Yes, I read that the book is in error. My question is regarding what topsquark provided as an answer. He wrote 4(t− t/t * s) and I do not see how he gets this from the original problem.

But then I can't see the original equation as being under distributive at all. I've only seen it where the term is already outside the brackets or it's apparent in ab + ac that ab and ac are now multiples of a.

Surely you can see that topsquark, too, typed the LHS incorrectly! He meant to type this:

Distributive property: a(b + c) = ab + ac
[imath]4 \left ( t - \dfrac{{\color{red}5}}{4} s \right ) = 4t - 4 \cdot \dfrac{5}{4}s = 4t- 5s[/imath]

And that expression comes from the (mistyped) LHS in the provided solution (or perhaps from the attempted correction in post #2):

​

When you know there are errors in a question, you need to look very carefully to find what's correct! Perhaps this whole thread should have been deleted, since it is so misleading.

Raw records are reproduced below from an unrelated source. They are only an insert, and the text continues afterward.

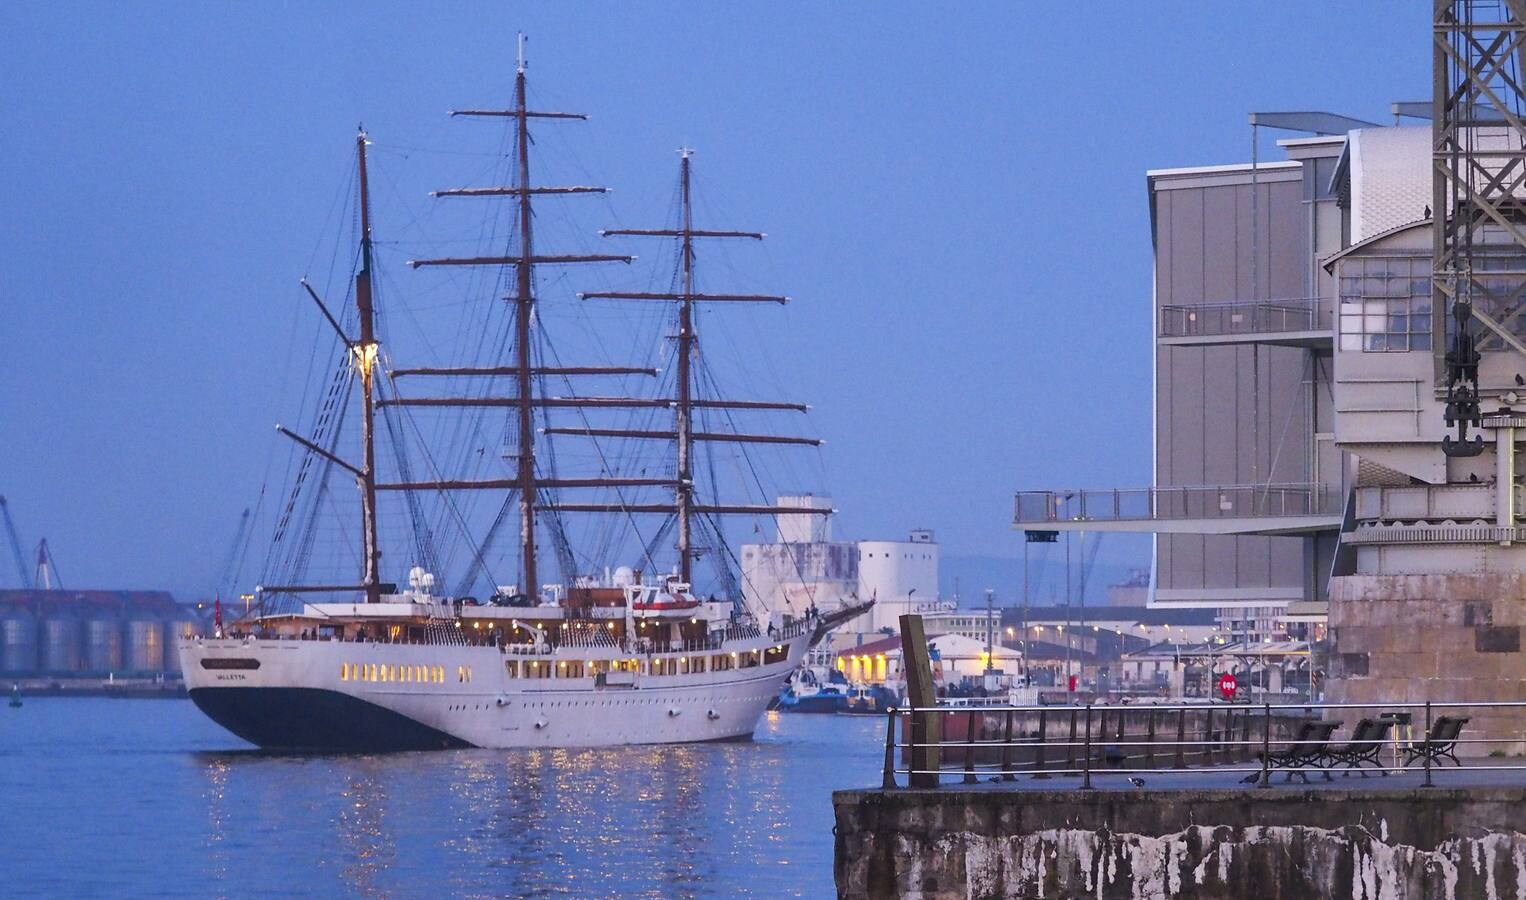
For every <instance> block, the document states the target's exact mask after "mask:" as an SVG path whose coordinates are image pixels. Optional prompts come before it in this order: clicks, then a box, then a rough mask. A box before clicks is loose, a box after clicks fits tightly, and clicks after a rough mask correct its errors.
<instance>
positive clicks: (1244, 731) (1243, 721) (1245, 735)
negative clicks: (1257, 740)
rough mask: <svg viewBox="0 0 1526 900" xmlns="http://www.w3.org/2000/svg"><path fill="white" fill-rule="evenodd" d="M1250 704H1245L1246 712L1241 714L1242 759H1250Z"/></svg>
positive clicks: (1245, 711) (1246, 759)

Don't forget that the RHS in the solution agrees with the original problem, not the LHS of the solution.

 

[stilltryin]

So two errors, I understand this now.
It gets difficult when you're a learner and you know you have to trust an authority (book, instructor, whomever...), but you yourself can't identify the error because the subject is still above your head.

My main issue is still that, in the original problem --not the shown work-- how the distributive works for (4t - 5/4 s)

 

[BigBeachBanana]

So two errors, I understand this now.
It gets difficult when you're a learner and you know you have to trust an authority (book, instructor, whomever...), but you yourself can't identify the error because the subject is still above your head.

My main issue is still that, in the original problem --not the shown work-- how the distributive works for (4t - 5/4 s)

I like to think there's a 1 and -1 being multiplied by the parentheses.
\(\displaystyle 1\left(4t-\frac{5}{4}s\right)-1\left(\frac{2}{3}t+2s\right)\)

Distribute the +1 and -1:
\(\displaystyle 4t-\frac{5}{4}s-\frac{2}{3}t-2s=\frac{10}{3}t-\frac{13}{4}s\)

 

[Deleted member 4993]

So two errors, I understand this now.
It gets difficult when you're a learner and you know you have to trust an authority (book, instructor, whomever...), but you yourself can't identify the error because the subject is still above your head.

My main issue is still that, in the original problem --not the shown work-- how the distributive works for (4t - 5/4 s)

Are you talking about this step?

4 * [t - (5/4) * s] = 4 * t - 4*(5/4) * s = 4 * t - 5 * s

The 4 is getting distributed over multiplication.

 

[stilltryin]

What I understand from how I learned, is that inorder to break out the 4 from the brackets, you need both expressions to be multiples of 4.
4t is 4 *t that's okay. But 5/4s is not a multiple of 4.

I was taught BEDMAS is immutable and something cannot be taken out of brackets unless you can take it out of all every expression inside the brackets.

I mean, how can you take the 4 out of (4t - 5/4 * s) without needing to do anything to the -5/4*s?

 

[Dr.Peterson]

My main issue is still that, in the original problem --not the shown work-- how the distributive works for (4t - 5/4 s)

Here is what the work is supposed to look like:

​

There is no distribution needed for (4t - 5/4 s); there you just have to drop the parentheses, which do nothing. The distribution they refer to is presumably for -(2/3 t + 2s), where they distribute the negative (that is, multiplication by -1).

 

[stilltryin]

So simple.
Distributive only affected the RHS as -1.
My brain feels unfried.
Thank you.

 

[Steven G]

If you want to factor out a 4 from 5s/4, you can think of 5s/4 as 4*5s/(4*4) = 4(5s/16). Another words, you can factor out any quantity you want (other than 0)!